Ты заболела из-за меня. Всегда это знал. Не помню откуда, но знал. Из-за меня ты уехала из легендарного Ленинграда, порвала с королевской семьёй и по ложному обвинению была сослана в Подволоцк, в эту кака де вака, де мьерда, дыру, в пятиэтажку де мьерда, где все соседи де мьерда прятались за разнокалиберными сварными решётками и просечками, ты плевалась от самого этого слова «просечки», на первом этаже только у нас были чистые окна, без плебейских просечек, потому что ты была не какая-нибудь занюханная скобариха, а тайная королева Кастилии и Арагона.

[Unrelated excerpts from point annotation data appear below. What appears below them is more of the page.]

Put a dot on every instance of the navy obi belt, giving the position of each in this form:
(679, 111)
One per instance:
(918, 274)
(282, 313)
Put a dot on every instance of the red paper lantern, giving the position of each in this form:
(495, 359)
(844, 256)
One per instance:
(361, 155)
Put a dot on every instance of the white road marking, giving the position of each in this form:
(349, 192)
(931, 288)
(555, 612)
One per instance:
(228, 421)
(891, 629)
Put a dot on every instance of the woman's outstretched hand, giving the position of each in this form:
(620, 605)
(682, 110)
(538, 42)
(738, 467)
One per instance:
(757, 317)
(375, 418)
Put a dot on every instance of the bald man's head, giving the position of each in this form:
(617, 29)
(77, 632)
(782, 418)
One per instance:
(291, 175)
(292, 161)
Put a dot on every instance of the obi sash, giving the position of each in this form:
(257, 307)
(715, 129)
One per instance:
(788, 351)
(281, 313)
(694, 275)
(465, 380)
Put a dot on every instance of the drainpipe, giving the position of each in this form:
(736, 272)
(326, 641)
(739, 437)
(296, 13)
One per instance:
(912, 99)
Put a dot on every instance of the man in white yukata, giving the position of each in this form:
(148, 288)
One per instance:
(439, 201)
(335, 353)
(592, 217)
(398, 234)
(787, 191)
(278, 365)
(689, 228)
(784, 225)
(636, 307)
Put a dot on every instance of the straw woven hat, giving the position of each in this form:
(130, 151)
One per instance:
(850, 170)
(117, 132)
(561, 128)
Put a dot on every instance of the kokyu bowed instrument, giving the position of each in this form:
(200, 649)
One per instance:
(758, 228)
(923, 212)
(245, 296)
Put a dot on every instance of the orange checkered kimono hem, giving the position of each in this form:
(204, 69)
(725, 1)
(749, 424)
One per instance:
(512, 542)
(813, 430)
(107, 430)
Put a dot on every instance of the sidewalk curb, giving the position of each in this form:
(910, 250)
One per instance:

Ты, яркая, громкая, твои серьги и перстни, которые ты не снимала даже во время работы, пока руки не начали опухать, твои густо накрашенные глаза, твоя чёрная грива. Тебе — рубить головы, посылать корабли на Алжир, тебе — танцевать, припечатывая каблуками, опрокидывать амонтильядо, бросать бокал вдребезги о брусчатку, тебе — кастаньеты, дублоны… А вместо всего этого — я.

Мой долг был заведомо неоплатен. Чем я мог его искупить?

Я рисовал герб Гарсия. Ставил на дыбы львов, золотого с червлёным: в геральдике нет жёлтого цвета, а исключительно «золотой»; красный цвет называется «червлёнь» или «гёльз», по-латыни «пасть», раскрытая львиная пасть. Львы становились перед тобой на задние лапы. Червлёный цвет, он же гюльз или гёльз, — символизировал львиную храбрость, а золотой — благородство. Твою корону я щедро усыпа́л жемчугом и рубинами, и так усердно закрашивал полосы на саньере, что красный фломастер бледнел на глазах.

В холодильнике, в дверце, всегда стояла бутылка. Уровень в ней менялся непредсказуемо: только что полупустая — и снова полная — и на донышке. Мне хватало пол чайной ложки. С верхушки фломастера отколупывалась затычка, пипеткой закапывались пять-шесть-семь остро пахнувших капель. Из щёлочки между стержнем и корпусом выползала большая капля, выпуклая, прозрачная, с червлёным глазком, — и у фломастера начиналась новая жизнь, яркая, но короткая.

Я удостаивал себя высшей в мире награды, ордена Золотого руна. Пахнущей водкой червлёни хватало на то, чтобы закрасить языки пламени («эмаль, рубины»), которые разлетались от символического огнива. Звенья орденской цепи тоже стилизовались под инструменты для высекания пламени. Из присущей мне аристократической скромности я не надевал полукилограммовую золотую цепь, ограничиваясь простой муаровой лентой. Лента хранилась в нижнем ящике шкафа: красная, переливчатая, довольно широкая, с географическими разводами.

Я последовательно становился маркизом, ландграфом, эрцгерцогом — и готовился произвести себя в принцы, подняться на высшую из возможных ступеней: надо мной была только ты, королева-мамита.

Странно, но я не помню, чтобы в грёзах присутствовал король-отец. Ты никогда не затрагивала эту тему. Мне кажется — но я не знаю наверняка, и теперь уже не узнаю, — я думаю, что он был невысоким. Возможно, однажды ты проворчала или прокричала «в кого такой гамбалуй!» (такая орясина). Мне и самому не нравилось, что я длинный. Вообще, я был себе физически неприятен.